Called Waka Putanga, the carving represents a small-scale front-end prow of a waka – a Māori canoe – and is carved from a 3,000 year-old kauri log. The carving is a nod to those who travelled overseas to attend MEETINGS.

“The two stylised figures represent tangata ora (the living) – the people who will be at MEETINGS and the people of BEIA,” said Hohepa Peni, a wood carving tutor who led the creation of the carving with students from the institute.  

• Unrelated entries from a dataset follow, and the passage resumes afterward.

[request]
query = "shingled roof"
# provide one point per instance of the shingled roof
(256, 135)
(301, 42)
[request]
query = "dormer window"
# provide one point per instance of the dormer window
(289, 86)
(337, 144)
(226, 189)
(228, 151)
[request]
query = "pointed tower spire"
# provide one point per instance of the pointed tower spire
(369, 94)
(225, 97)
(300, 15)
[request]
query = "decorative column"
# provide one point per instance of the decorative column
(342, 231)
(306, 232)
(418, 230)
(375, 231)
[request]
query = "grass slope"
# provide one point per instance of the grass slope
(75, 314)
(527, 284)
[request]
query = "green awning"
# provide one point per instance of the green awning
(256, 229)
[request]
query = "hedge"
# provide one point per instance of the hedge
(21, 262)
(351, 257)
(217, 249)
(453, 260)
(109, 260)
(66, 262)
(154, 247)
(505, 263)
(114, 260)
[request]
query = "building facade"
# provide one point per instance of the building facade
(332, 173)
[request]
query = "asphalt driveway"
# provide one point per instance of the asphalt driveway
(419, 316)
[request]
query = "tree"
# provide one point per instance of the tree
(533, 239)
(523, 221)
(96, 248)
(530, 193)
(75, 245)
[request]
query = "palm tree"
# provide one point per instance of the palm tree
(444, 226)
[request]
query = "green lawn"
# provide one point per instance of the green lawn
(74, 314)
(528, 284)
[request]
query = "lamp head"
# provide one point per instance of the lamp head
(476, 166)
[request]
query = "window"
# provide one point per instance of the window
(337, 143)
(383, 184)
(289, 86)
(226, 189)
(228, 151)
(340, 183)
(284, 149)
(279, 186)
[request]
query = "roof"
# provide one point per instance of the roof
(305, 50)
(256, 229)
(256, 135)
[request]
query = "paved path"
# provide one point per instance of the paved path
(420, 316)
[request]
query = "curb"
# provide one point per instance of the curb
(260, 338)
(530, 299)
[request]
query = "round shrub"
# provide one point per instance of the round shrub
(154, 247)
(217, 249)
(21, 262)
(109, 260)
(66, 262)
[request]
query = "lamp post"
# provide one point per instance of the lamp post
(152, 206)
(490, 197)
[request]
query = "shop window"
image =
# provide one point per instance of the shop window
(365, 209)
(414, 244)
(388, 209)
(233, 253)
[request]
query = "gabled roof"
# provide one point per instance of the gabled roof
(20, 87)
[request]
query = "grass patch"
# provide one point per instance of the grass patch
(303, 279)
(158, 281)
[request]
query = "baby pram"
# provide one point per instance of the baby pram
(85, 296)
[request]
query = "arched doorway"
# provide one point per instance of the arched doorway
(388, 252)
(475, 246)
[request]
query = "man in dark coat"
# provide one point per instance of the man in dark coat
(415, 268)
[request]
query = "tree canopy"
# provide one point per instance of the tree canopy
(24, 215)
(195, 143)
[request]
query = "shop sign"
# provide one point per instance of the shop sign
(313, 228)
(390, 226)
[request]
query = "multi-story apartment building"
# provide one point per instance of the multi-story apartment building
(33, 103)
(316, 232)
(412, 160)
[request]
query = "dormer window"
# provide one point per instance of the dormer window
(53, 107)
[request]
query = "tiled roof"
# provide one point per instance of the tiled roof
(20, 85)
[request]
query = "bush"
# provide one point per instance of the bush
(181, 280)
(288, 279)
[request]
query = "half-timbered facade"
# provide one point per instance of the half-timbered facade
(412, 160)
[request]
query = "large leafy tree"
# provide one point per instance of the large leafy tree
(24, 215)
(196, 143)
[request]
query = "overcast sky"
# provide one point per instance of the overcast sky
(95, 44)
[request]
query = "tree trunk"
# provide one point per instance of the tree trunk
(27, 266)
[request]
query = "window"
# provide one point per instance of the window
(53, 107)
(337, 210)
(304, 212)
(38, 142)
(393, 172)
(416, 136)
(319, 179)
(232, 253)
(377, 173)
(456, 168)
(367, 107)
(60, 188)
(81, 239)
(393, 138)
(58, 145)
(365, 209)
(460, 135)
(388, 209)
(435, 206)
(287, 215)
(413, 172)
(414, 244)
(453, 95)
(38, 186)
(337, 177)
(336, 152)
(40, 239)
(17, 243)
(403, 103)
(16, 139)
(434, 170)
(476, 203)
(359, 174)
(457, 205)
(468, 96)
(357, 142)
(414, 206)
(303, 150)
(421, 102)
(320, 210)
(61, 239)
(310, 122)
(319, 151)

Rotorua to leave long-term cultural mark on MEETINGS

“This form is also in putanga style, which means ‘to emerge’, to step out. We’ve also tried to keep this culturally accessible to all and we have contemporised the piece with hollowing out techniques which are more sculptural, to show off the rākau [timber] – it’s not over designed because it’s beautiful kauri.

“The pāua (abalone) shell inlays are an acknowledgement of travellers converging like rivers or seas.

“The kura (feathers) represent the dreams everyone brings for the future. At MEETINGS, attendees are looking for connections and outcomes to make their dreams become a reality. The feathers in an indigenous context connect us back with our tūpuna (ancestors),” he said.

The taonga will be displayed at MEETINGS each year going forward and kept at the BEIA offices in between.